Between-ear sound frequency disparity modulates a brainstem biomarker of binaural hearing.

Abstract

The auditory brainstem response (ABR) is an evoked potential that indexes a cascade of neural events elicited by sound. Here we evaluated the influence of sound frequency on a derived component of the ABR known as the binaural interaction component (BIC). Specifically, we evaluated the effect of acoustic interaural (between-ear) frequency mismatch on BIC amplitude. Goals were to (1) increase basic understanding of sound features that influence this long-studied auditory potential and (2) gain insight on the persistence of the BIC with interaural electrode mismatch in human users of bilateral cochlear implants - presently a limitation on the prospective utility of the BIC in audiologic settings. Data were collected in an animal model that is audiometrically similar to humans, the chinchilla (Chinchilla lanigera [6 females]). Frequency disparities and amplitudes of acoustic stimuli were varied over broad ranges, and associated variation of BIC amplitude was quantified. Subsequently, responses were simulated using established models of the brainstem pathway thought to underlie the BIC. Collectively, data demonstrated that at high sound intensities (≥85 dB SPL), the acoustically elicited BIC persisted with interaurally disparate stimulation (click frequencies ≥1.5 octaves apart).
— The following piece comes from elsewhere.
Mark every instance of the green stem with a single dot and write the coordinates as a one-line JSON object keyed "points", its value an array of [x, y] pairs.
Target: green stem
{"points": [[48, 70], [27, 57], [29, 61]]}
However, sharper tuning emerged at moderate sound intensities (65 dB SPL), with largest BIC occurring for stimulus frequencies within approximately 0.8 octaves, equivalent to ±1 mm in cochlear place. Such responses were consistent with simulated responses of the presumed brainstem generator of the BIC, the lateral superior olive. Data suggest that leveraging focused electrical stimulation strategies could improve BIC-based bilateral cochlear implant fitting outcomes.